Young Master Jones longs for some imagined rising up of the downtrodden masses and on his tour he’s doing his best to be seen as the resurrection of the firebrand rabble rouser, whipping up the mob into a frenzy to march on Downing Street and demand… well, what exactly, Owen?

Letting councils build houses and controlling rents, rather than subsidising landlords; a living wage, instead of state-subsidised low wages; an industrial strategy to create hundreds of thousands of renewable jobs, instead of the misery of unemployment; an all-out war against tax avoidance worth £25bn a year; public control of the banks we bailed out: here are demands that have long been ignored. They won’t be ignored any more.”

I’ll let you into a secret you young Marxist scallywag. It’s all bollocks; empty words. The force you want to start your new people’s revolution is not the massive army of tough, wiry, manual workers you might have commanded in the 1920s, but a rag-tag huddle of welfare-softened, skunk-addled, benefit bunnies and their ideologically muddled cheerleaders.

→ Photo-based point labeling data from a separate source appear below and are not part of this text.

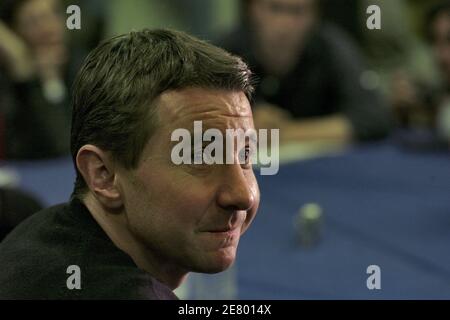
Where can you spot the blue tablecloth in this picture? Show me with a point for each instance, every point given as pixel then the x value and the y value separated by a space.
pixel 382 206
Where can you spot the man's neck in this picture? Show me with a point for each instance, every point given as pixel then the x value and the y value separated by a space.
pixel 116 227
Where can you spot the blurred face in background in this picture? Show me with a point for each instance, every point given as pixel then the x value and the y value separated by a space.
pixel 440 31
pixel 280 28
pixel 40 23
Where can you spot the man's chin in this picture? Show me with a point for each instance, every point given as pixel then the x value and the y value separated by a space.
pixel 217 261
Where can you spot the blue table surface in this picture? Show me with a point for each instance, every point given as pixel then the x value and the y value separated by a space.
pixel 382 206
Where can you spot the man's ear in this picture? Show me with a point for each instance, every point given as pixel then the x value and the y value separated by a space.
pixel 98 170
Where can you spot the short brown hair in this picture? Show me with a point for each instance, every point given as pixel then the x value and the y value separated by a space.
pixel 114 91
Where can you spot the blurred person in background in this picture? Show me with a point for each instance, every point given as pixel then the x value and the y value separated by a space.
pixel 311 74
pixel 36 70
pixel 426 105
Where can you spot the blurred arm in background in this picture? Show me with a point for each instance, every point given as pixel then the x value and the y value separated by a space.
pixel 313 84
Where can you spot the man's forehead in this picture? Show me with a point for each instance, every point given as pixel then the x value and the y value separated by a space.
pixel 191 103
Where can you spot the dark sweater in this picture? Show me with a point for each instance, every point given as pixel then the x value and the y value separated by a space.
pixel 35 257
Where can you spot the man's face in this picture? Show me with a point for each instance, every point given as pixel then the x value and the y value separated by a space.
pixel 192 216
pixel 281 27
pixel 441 42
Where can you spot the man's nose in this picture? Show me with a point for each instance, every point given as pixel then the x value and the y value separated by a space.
pixel 237 191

Those who can work and want to work are too busy doing what they’ve always done – working. If you were ever to get your house building programme you know damn well it’s the East Europeans who will get the jobs and your cherished left wing government would then have borrow even more to keep your constituents idle and breeding.  

Owen Jones prepares for his next big speech.


Owen concludes The fragmented strands of progressive Britain are coming together; the anti-austerity movement is making its belated appearance. Finally, the left is entering the ring.” Yes dear, yes they are. I can only hope they've got their throwing-in towel at the ready.

1 comment:

  1. You nailed it in paragraph 9.

    Once you factor out of the "People's Assembly" those won't get out of bed in time, call in sick, won't attend without recompense, boycott over an 'inclusivity' issue, can't follow directions or just forget to turn up, it'll be a pretty small gathering.